Demonstrations of genome sequencing data processing prototypes and products

Co-located with the WS it will be possible to show demos and to present prototypes and products related to genome sequencing data processing analytics, compression and storage to workshop participants.

MPEG Genome Compression

At its 114th meeting, MPEG has progressed its exploration of genome compression toward formal standardization. The 114th meeting included a seminar to collect additional perspectives on genome data standardization, and a review of technologies that had been submitted in response to a Call for Evidence. The purpose of that CfE, which had been previously issued at the 113th meeting, was to assess whether new technologies could achieve better performance in terms of compression efficiency compared with currently used formats.

In all, 22 tools were evaluated. The results demonstrate that by integrating a multiple of these tools, it is possible to improve the compression of up to 27% with respect to the best state-of-the-art tool. With this evidence, MPEG has issued a Draft Call for Proposals (CfP) on Genomic Information Representation and Compression. The Draft CfP targets technologies for compressing raw and aligned genomic data and metadata for efficient storage and analysis.

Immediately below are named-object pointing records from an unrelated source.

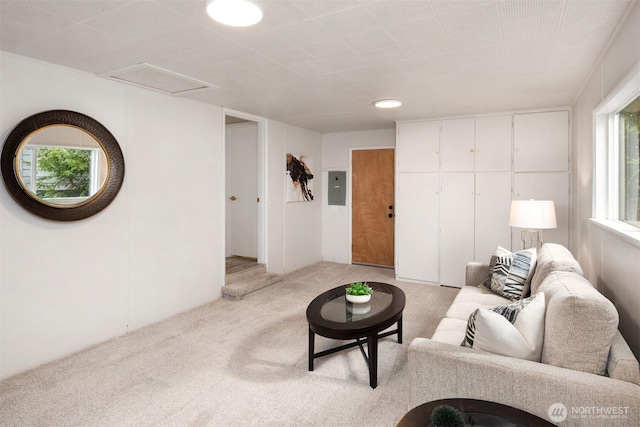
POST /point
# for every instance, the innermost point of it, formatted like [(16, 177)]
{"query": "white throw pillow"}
[(515, 330), (510, 273)]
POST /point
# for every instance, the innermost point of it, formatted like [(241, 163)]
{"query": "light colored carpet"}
[(231, 363)]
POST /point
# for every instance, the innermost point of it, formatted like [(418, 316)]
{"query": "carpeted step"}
[(246, 274), (240, 288)]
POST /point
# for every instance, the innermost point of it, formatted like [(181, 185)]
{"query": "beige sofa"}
[(587, 368)]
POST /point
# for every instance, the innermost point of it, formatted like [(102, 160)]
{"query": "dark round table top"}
[(475, 413), (332, 316)]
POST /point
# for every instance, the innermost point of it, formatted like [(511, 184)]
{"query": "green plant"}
[(359, 288), (447, 416)]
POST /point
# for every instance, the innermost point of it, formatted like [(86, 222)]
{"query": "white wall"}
[(336, 220), (303, 231), (157, 250), (610, 262)]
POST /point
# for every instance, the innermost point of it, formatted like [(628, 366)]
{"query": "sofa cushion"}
[(580, 323), (510, 273), (471, 298), (450, 331), (553, 257), (515, 330)]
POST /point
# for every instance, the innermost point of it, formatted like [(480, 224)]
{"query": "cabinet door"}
[(493, 144), (545, 186), (457, 227), (458, 146), (417, 225), (541, 142), (493, 203), (418, 146)]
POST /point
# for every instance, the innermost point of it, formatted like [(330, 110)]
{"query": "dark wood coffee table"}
[(331, 315), (475, 413)]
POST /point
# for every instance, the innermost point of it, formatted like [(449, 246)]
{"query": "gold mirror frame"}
[(21, 134)]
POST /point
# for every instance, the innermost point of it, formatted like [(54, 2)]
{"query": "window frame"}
[(606, 158)]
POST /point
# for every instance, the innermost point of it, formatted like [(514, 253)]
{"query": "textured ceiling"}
[(321, 64)]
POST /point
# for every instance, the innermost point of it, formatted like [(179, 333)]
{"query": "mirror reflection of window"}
[(62, 165)]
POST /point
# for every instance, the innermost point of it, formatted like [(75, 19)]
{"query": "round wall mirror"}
[(62, 165)]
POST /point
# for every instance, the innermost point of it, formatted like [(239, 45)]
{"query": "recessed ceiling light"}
[(388, 103), (235, 13)]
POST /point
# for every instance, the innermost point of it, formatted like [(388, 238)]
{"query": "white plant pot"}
[(358, 299)]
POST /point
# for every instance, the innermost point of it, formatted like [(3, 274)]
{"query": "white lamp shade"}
[(533, 214)]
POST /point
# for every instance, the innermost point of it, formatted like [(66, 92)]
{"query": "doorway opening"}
[(372, 207), (244, 137)]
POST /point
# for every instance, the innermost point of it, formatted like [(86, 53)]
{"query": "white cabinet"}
[(545, 186), (417, 224), (475, 220), (479, 164), (493, 144), (541, 142), (482, 144), (457, 227), (458, 145), (418, 146), (493, 204)]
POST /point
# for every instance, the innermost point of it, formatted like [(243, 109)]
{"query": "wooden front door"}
[(372, 199)]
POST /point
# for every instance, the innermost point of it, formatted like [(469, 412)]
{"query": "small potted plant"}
[(358, 292), (447, 416)]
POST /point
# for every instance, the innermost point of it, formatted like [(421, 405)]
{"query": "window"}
[(629, 163), (616, 158)]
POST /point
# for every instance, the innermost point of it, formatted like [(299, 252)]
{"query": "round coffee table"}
[(475, 413), (331, 315)]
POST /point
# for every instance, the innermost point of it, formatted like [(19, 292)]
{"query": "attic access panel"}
[(159, 79)]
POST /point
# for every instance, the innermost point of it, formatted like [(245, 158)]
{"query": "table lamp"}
[(532, 216)]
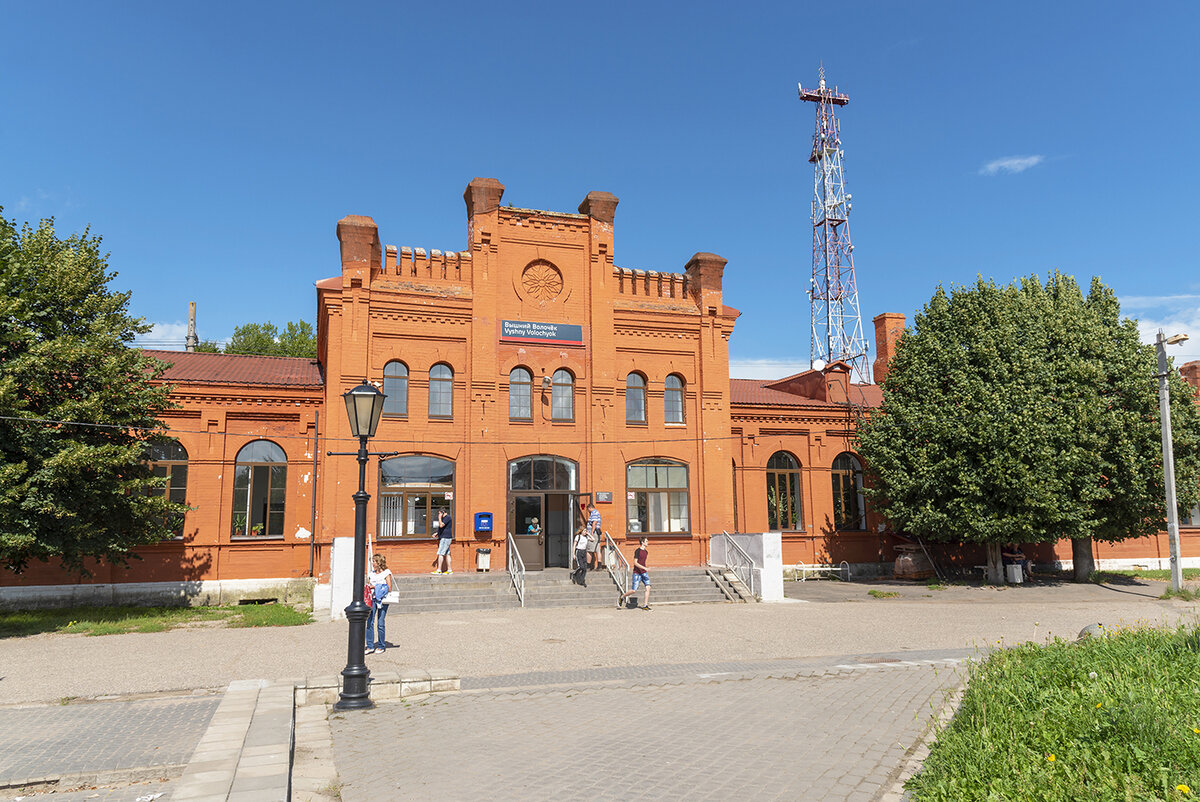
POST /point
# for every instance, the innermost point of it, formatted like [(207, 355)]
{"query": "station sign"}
[(541, 333)]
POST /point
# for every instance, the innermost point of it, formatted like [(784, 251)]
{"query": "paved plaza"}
[(833, 734), (823, 696)]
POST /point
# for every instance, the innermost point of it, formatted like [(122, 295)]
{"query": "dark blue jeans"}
[(378, 612)]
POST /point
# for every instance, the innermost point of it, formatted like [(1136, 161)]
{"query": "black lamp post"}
[(364, 405)]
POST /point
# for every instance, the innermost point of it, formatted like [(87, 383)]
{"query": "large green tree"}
[(77, 406), (1030, 413), (265, 339)]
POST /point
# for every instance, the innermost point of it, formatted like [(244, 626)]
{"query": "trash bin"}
[(484, 560)]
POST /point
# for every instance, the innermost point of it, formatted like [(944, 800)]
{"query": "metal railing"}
[(618, 567), (516, 569), (737, 561)]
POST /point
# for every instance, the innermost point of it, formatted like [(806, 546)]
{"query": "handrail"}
[(516, 569), (619, 568), (741, 563)]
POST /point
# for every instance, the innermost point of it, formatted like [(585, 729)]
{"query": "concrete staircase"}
[(447, 593), (551, 588)]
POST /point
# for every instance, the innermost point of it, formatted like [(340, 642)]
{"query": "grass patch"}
[(119, 620), (1105, 718), (1156, 574)]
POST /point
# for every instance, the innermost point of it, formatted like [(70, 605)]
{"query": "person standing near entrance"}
[(593, 537), (580, 576), (641, 576), (445, 537), (379, 576)]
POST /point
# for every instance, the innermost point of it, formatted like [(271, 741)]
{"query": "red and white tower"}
[(837, 323)]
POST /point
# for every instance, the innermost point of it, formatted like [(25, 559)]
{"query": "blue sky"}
[(215, 145)]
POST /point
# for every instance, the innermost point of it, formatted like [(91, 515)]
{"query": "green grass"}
[(1107, 718), (114, 621), (1158, 574)]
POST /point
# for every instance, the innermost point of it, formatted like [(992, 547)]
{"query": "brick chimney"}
[(888, 330), (600, 205), (483, 196), (1191, 372)]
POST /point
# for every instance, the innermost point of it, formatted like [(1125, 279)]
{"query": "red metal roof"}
[(238, 369), (756, 391)]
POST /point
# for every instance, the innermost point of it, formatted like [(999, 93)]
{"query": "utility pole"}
[(1164, 413), (192, 340)]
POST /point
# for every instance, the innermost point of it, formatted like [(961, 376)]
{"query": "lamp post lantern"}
[(1164, 413), (364, 405)]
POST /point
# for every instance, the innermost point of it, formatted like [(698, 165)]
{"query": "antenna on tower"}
[(837, 323)]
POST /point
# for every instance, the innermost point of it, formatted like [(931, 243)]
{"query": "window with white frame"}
[(657, 497), (395, 387), (562, 395), (672, 399), (441, 391), (635, 399), (413, 489), (849, 510), (259, 491), (520, 394), (168, 461)]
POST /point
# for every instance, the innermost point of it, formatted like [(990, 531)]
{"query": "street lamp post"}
[(364, 405), (1164, 413)]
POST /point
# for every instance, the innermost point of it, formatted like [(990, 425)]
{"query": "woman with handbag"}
[(381, 582)]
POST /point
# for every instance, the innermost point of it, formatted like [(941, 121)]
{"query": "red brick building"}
[(526, 373)]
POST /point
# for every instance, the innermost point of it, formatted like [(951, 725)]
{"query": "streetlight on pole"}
[(1164, 413), (364, 405)]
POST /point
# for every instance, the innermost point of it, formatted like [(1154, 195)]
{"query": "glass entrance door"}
[(523, 513)]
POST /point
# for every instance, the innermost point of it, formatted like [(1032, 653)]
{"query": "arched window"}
[(544, 472), (520, 394), (259, 491), (635, 399), (168, 461), (395, 387), (784, 492), (672, 399), (441, 391), (562, 396), (849, 512), (657, 497), (412, 490)]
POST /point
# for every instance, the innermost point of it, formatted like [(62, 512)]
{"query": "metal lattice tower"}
[(837, 324)]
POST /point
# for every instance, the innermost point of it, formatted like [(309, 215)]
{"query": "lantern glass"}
[(364, 406)]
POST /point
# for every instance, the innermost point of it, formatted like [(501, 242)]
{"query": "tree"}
[(1026, 413), (264, 339), (77, 406)]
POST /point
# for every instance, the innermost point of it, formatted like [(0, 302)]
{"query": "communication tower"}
[(837, 323)]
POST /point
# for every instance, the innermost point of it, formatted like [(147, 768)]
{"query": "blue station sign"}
[(541, 333)]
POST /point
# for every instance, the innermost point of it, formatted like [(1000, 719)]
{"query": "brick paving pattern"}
[(838, 734), (52, 741)]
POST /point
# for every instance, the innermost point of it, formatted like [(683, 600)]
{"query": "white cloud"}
[(165, 336), (766, 369), (1011, 165)]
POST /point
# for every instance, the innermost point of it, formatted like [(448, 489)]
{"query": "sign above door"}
[(541, 333)]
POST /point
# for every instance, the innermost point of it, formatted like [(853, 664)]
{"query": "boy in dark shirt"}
[(641, 576)]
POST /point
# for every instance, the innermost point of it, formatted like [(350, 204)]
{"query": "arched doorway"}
[(544, 488)]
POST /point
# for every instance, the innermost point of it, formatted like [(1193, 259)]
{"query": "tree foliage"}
[(77, 405), (1027, 413), (265, 339)]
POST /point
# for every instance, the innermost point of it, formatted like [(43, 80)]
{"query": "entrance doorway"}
[(544, 488)]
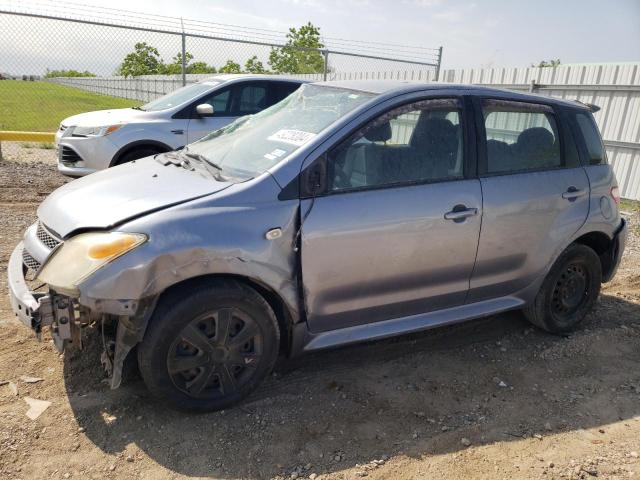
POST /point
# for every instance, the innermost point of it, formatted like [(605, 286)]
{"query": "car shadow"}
[(493, 379)]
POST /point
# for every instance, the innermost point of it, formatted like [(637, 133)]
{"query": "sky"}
[(480, 33), (473, 34)]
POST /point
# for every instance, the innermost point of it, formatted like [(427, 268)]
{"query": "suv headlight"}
[(96, 131), (80, 256)]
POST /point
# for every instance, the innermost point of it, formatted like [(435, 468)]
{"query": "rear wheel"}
[(208, 349), (568, 292)]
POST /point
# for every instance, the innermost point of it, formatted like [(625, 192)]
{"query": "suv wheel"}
[(136, 154), (568, 292), (207, 349)]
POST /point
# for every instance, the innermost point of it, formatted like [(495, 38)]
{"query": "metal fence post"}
[(184, 55), (438, 64), (326, 64)]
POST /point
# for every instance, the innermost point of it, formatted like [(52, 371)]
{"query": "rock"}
[(27, 379), (36, 407), (14, 389)]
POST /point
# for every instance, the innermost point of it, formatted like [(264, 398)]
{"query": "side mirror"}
[(314, 178), (204, 110)]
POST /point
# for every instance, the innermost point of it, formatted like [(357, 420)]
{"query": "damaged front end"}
[(121, 324)]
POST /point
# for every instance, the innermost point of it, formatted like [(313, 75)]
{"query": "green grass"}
[(632, 206), (40, 106)]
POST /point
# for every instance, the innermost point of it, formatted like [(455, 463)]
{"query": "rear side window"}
[(592, 140), (520, 136)]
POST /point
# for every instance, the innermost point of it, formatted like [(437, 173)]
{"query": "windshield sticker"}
[(294, 137)]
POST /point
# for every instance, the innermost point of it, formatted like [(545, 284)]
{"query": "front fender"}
[(203, 237)]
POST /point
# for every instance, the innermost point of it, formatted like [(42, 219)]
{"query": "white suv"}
[(97, 140)]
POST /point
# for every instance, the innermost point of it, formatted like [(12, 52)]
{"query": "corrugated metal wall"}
[(613, 87)]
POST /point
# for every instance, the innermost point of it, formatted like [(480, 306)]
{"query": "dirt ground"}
[(490, 399)]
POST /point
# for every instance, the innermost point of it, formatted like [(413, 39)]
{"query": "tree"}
[(550, 63), (68, 73), (144, 60), (175, 67), (230, 67), (200, 67), (302, 52), (253, 65)]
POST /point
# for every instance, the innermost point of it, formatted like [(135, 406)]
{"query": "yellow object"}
[(6, 136), (77, 258)]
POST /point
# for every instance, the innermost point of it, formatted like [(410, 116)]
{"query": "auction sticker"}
[(293, 137)]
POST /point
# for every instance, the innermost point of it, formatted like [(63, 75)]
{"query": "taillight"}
[(615, 194)]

As demonstrated by the results of the Call for Evidence, improved lossless compression of genomic data beyond the current state-of-the-art tools is achievable by combining and further developing them. The call also addresses lossy compression of the metadata which make up the dominant volume of the resulting compressed data. The Draft CfP seeks lossy compression technologies that can provide higher compression performance without affecting the accuracy of analysis application results. Responses to the Genomic Information Representation and Compression CfP will be evaluated prior to the 116th MPEG meeting in October 2016 (in Chengdu, China). An ad hoc group, co-chaired by Martin Golobiewski, convenor of Working Group 5 of ISO TC 276 (i.e. the ISO committee for Biotechnology) and Dr. Marco Mattavelli (of MPEG) will coordinate the receipt and pre-analysis of submissions received in response to the call. Detailed results to the CfE and the presentations shown during the seminar will soon be available as MPEG documents N16137 and N16147 at: http://mpeg.chiariglione.org/meetings/114.

Genomic Data Compression

MPEG issues Call for Evidence (CfE) for Genome Compression and Storage

At its 113th meeting, MPEG has taken its first formal step toward leveraging its compression expertise to code an entirely new kind of essential information, i.e. the single recipe that describes each one of us as an individual — the human genome.  A sequenced genome is comprised of DNA sequences that may contain up to 300 billion DNA base pairs, that make up the genetic information within each human cell. It is fundamentally the complete set of our hereditary information.

To aid in the representation and storage of this unique information, MPEG has issued a Call for Evidence (CfE) on Genome Compression and Storage with the goal to assess the performance of new technologies for the efficient compression of genomic information when compared to currently used file formats. This is vitally important because the amount of genomic and related information from a sequenced genome can be as high as several Tbytes (trillion bytes).

Additional purposes of the call are to:

  • become aware of which additional functionalities (e.g. non sequential access, lossy compression efficiency, etc. ) are provided by these new technologies
  • collect information that may be used in drafting a future Call for Proposals

Responses to the CfE will be evaluated during the 114th MPEG meeting in February 2016.

Detailed information, including how to respond to the CfE, will soon be available as documents N15740 and N15739 at the 113th meeting website.